Çocuklarda ve ergenlerde baş ağrısı için psikolojik müdahaleler
manager2024-11-15T23:25:45+03:00Yapısal bir nedene bağlı olmayan ve özellikle migren ve gerilim tipi sık tekrarlayan baş ağrıları çocukluk ve ergenlik döneminde yaygındır.
Biyopsikososyal multidisipliner yaklaşım, psikolojik tedavide dahil olmak üzere, etkili bir yönetim için elzem kabul edilmektedir. Baş ağrısı olan çocuklarla ilgilenen doktorların, bu popülasyonun şartlarını kolaylaştırması için psikolojik müdahalelere aşina olmaları gerekmektedir.
Eş zamanlı, tetikleyici ve yardımcı psikolojik faktörler
Çocukluk ve ergenlik çağı baş ağrısının başlangıcına, devamına ve şiddetlenmesine sıklıkla katkıda bulunan önemli faktörler arasında stres ve psikiyatrik bozukluklar, özellikle anksiyete ve depresyon bulunmaktadır. Ayrıca, çocuklukta yaşanan kötü muamele, olumsuz ebeveyn tutumları erişkin hayatında baş ağrısı ile ilişkilendirilmiştir.

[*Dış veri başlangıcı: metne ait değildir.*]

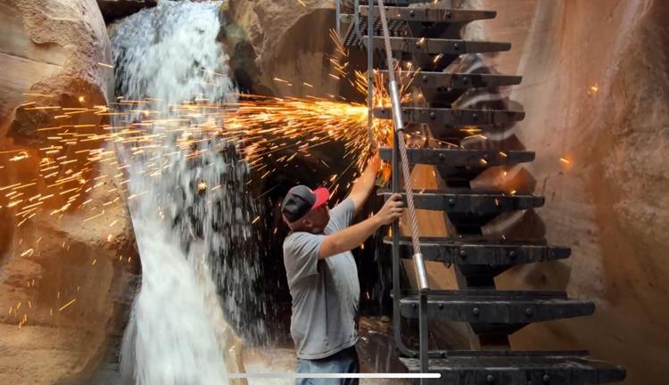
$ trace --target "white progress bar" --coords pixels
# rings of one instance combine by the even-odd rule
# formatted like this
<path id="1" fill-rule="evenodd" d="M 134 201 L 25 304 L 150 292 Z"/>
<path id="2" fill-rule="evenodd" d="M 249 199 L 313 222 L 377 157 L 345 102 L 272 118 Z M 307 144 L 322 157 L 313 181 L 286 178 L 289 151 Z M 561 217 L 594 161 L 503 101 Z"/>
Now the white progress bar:
<path id="1" fill-rule="evenodd" d="M 442 378 L 441 373 L 227 373 L 231 379 L 298 379 L 298 378 L 358 378 L 358 379 L 432 379 Z"/>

Çocuklarda baş ağrısı tedavisini etkileyebilecek biyopsikososyal faktörler
Baş ağrısına yatkınlık
Aşağıdaki durumlar, baş ağrısı için sorumlu olabilecek ağrıya biyolojik yatkınlık olma olasılığına işaret etmektedir:
- Kalıtsallığa dair kanıt
- Sıklığı etkileyen cinsiyet farklılıkları
- Ergenlik sonrası özellikle kadınlarda sıklığın artışı
- Baş ağrısı ve fonksiyonel karın ağrısı gibi diğer ağrı sendromları arasında güçlü birliktelikler bulunması
- Baş ağrısı ile anksiyete ve depresyon gibi psikiyatrik bozuklukların sık görülmesi
Hekimler bu değerlendirmelere karşı hassasiyet göstermelidirler.
Gelişimsel Değerlendirmeler
Değerlendirme ve yönetme çocuğun gelişimsel düzeyinden (bilişsel, psikososyal, velilere bağımlılık, iş birliği yapma becerisi, öz bildirim ve rıza) etkilenmektedir. Yaşın gelişim için yalnızca kaba bir yaklaşım olduğu koşuluyla, Andrasik ve arkadaşları 1-6 yaş , 7-11 yaş ve 12-18 yaş grubu olmak üzere üç yaş grubu ortaya koymuşlardır.
Bu süreç boyunca, aktif olarak tedaviye katılma kabiliyeti de dahil olmak üzere, gelişimsel olgunlaşma artmaktadır. Aktif katılım, birçok psikolojik tedavi için ön şart olmaktadır; ancak, birçok müdahale, okul öncesi çocuklara uyarlanabilir ve bilişsel açıdan meydan okunabilir.
Aile ve Kültür
Aile ile ilgili faktörlerin çocukluk baş ağrısı ile karışık bir ilişkisi vardır: çocuk, acıyı yorumlamayı ve ona nasıl tepki vereceğini aile üyelerinden öğrenir. Çocuklarda birincil baş ağrıları çoğunlukla birinci dereceden aile üyelerinin baş ağrısı ile olan geçmişiyle ilintilidir. Kronik baş ağrısı olan ebeveynlerin çocukları, kontrollerden daha fazla somatik odak (fiziksel semptomlar ve sağlık ile ilgili kaygı) göstermektedir. Hem çocukların hem de ebeveynlerin cinsiyetleri ebeveynsel raporlamayı etkileyebilir.
Ebeveynsel psikopatoloji, çocuklarda baş ağrısı ve diğer hastalıklar bir etkiye sahiptir. Klinik temelli çalışmalarda, baş ağrısı olan çocukların ebeveynlerinde, özellikle de migren, psikiyatrik bozuklukların görülme oranı oldukça yüksektir. Aile üyelerinde olan bu tarz hastalıklar, baş ağrısı olan çocuklar için önemli tetikleyicilerdir. Bütün bu sebeplerle, değerlendirme ve tedavi hem çocuk hem de aile merkezli olmalıdır.
Baş ağrısında kültürel etkileşimler çok iyi çalışılmamışlardır ancak yönetimi etkilemektedirler.